‘Abbey Road’: Ringo Starr ‘Shied Away’ From His Drum Solo on The Beatles’ Final Studio Album
One of the highlights of The Beatles‘ album Abbey Road was the drum solo Ringo Starr performed on the collection’s medley.
It was the only recorded drum solo Starr would provide The Beatles, and he did it grudgingly. Here’s why.
Starr quit The Beatles in 1968
While the band was recording what’s come to be known as their “White Album” in 1968, the drummer hit a symbolic wall within the group. Feeling left out and, as he has said, a little flipped out by Yoko Ono’s constant presence in the recording studio, Starr took his leave. It was temporary, of course, but necessary, as Michael Seth Starr (no relation to Ringo) wrote in his biography of the drummer, Ringo: With a Little Help.
“Even Ringo had his limits, and he reached his boiling point on August 22,” Starr wrote. “Frustrated with the in-fighting, the mixed signals, and his own drumming – and ‘freaked out’ by Yoko Ono’s immutable presence – he walked out, quitting the band.”
The record engineers seemed to be silent witnesses to the grief Starr was enduring.
“Ringo probably had the hardest job in the band,” the author quoted EMI sound engineer Richard Lush as saying. “He had a hard time trying to please [Lennon, McCartney, and Harrison].”
McCartney helped Starr return to The Beatles
Starr, feeling taken for granted, was eventually wooed back to The Beatles by The Beatles.

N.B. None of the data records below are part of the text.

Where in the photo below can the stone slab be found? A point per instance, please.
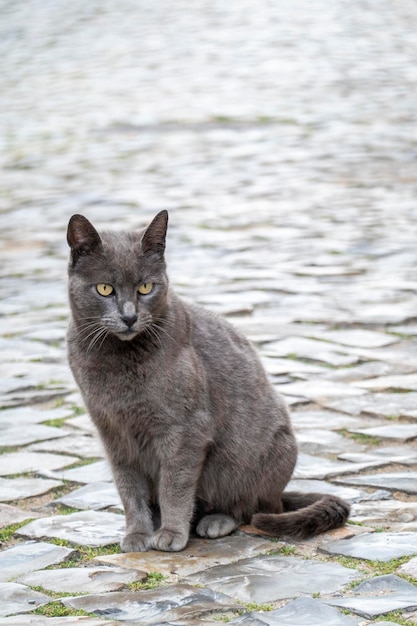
(88, 528)
(305, 348)
(394, 481)
(309, 466)
(403, 382)
(321, 441)
(22, 462)
(320, 390)
(325, 419)
(299, 612)
(162, 605)
(30, 556)
(13, 514)
(410, 568)
(82, 579)
(381, 512)
(273, 578)
(379, 596)
(94, 496)
(378, 404)
(375, 546)
(403, 432)
(21, 488)
(404, 454)
(17, 436)
(30, 415)
(86, 446)
(15, 598)
(91, 473)
(355, 337)
(200, 554)
(321, 486)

“McCartney, always somewhat condescending toward Ringo, blamed his departure on paranoia about his drumming skills, particularly Ringo’s disdain for solos,” Starr wrote.

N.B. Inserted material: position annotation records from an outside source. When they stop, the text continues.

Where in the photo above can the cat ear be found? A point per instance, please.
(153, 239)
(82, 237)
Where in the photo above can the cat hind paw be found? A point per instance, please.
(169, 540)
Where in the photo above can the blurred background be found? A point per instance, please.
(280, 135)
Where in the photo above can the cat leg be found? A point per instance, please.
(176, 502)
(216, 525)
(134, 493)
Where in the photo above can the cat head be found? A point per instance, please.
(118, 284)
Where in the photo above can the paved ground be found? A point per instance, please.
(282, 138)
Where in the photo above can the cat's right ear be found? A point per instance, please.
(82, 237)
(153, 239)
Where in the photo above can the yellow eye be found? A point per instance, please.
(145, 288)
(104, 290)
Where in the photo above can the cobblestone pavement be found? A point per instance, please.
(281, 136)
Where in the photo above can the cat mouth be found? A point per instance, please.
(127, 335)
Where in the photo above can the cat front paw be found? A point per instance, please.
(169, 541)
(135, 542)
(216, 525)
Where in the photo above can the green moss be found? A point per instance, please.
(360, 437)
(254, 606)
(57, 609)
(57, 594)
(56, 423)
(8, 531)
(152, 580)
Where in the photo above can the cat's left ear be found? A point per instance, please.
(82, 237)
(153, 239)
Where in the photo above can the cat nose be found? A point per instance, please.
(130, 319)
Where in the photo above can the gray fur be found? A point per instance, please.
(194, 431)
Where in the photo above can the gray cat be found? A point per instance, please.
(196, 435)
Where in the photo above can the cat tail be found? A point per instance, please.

The cute Beatle made it up to Starr with a heartfelt note: “Shortly thereafter, McCartney sent Ringo a postcard: ‘You are the greatest drummer in the world. Really.'”
Producer George Martin prodded Starr to do a solo on ‘Abbey Road’
Lennon, McCartney, and Harrison sent the drummer a group telegram saying “‘You’re the best rock and roll drummer in the world. Come on home. We love you.”
Harrison, to celebrate Starr’s return, had the band’s studio decorated, “including Ringo’s drum kit, with hundreds of flowers. Ringo, already emotional and vulnerable, was touched by the gesture when he returned to Abbey Road.”
The Beatles in 1969 began working on the album titled Abbey Road, boasting George Harrison’s “Here Comes the Sun,” and the classic medley featuring “Because,” “You Never Give Me Your Money,” “Sun King,” “Mean Mr. Mustard,” “Polythene Pam,” “She Came in Through the Bathroom Window,” “Golden Slumbers,” “Carry That Weight” and “The End.”
It was on this final track in the medley that Starr was finally talked into performing a drum solo.
“Ringo shied away from drum solos, which he found boring, and his solo at the end of “Carry That Weight” is his only recorded drum solo on a Beatles album,” his biographer wrote. “George Martin convinced him to do it and counted him in; it was a tricky time measurement (thirteen bars long), but Ringo pulled it off.”